There were bigger issues with Baez, who was senior to Dylan, but was moved and inspired by his lyrics.
Perhaps because he was young and naïve, Dylan gave Baez the rights to make a cover version of what would become his best-known song, Blowin’ In The Wind, even before he actually sang it himself.
Dylan and Baez’s relationship was full on drama.
They were partners and lovers but also collaborated and performed together.
Dylan described her voice as 'maybe too beautiful'.
Even when things were tough between them and they could not stand each other’s presence, the two still sang together, such as during the Newport Folk Festival.
In the film, as Dylan walks on the stage Baez says to him, 'I picked something appropriate.'
'Appropriate?' Dylan asks in a sarcastic tone.
Baez responds by saying, 'Just f*** off and sing.'
Then the two perform Dylan’s song It Ain’t Me Babe. They are so good and in synch with each other.

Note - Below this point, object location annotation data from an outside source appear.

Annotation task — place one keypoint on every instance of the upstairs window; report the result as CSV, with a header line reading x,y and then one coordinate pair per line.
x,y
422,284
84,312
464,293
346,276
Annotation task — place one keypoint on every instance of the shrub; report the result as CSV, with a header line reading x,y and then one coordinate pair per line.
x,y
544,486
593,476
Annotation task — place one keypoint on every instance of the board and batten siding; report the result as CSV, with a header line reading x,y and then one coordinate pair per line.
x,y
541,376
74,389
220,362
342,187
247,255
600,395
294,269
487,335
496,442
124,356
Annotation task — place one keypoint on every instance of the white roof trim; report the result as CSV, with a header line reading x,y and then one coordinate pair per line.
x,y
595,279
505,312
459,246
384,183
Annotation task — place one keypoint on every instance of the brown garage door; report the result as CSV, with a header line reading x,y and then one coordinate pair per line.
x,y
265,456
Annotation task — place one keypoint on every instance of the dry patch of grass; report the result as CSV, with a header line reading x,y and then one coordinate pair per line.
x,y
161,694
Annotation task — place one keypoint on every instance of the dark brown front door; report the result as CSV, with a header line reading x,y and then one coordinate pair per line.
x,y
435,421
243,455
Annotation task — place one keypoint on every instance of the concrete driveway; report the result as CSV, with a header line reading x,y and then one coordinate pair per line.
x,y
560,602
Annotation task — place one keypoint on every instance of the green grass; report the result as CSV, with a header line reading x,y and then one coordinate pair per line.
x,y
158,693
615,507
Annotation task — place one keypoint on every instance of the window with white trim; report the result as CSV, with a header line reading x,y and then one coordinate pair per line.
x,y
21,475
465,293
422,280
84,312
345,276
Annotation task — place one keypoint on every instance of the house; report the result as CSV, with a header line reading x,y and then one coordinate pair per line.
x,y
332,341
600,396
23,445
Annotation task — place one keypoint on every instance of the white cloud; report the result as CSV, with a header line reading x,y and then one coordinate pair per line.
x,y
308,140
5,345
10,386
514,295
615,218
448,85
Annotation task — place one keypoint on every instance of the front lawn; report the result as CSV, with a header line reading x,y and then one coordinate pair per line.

No one can read that things are going rough between them.
In a 2023 documentary, I Am A Noise that premiered at the Berlinale, Baez spoke about how Dylan broke her heart.
'I was just stoned on that talent,' she added.
In 1975, Baez wrote the song Diamonds & Rust (also the title of her album), which clearly spoke of her and Dylan’s relationship.
Mangold’s film also examines what sudden fame can mean for a young man born in Duluth, Minnesota, who travels all the way to New York City to start a music career.
In one of the most moving and honest moments in the film, Dylan speaks to Russo about how everyone wants a piece of his success.
He says he feels annoyed when people ask him where his songs come from.
'But when you watch their faces,' he says, 'they are not asking where the song comes from. They are asking why the song didn’t come to them.'
Two hours and 21 minutes later, as the credits role, we still do not have a complete understanding of the enigma called Bob Dylan.
I guess no one will ever know the man fully.
But in the universe that Mangold creates, Dylan is not completely unknown to us anymore. Through his music, lyrics, and Chalamet’s superb acting, we feel we have rubbed shoulders with greatness, even when it is full of flaws, self-doubts, warts and all.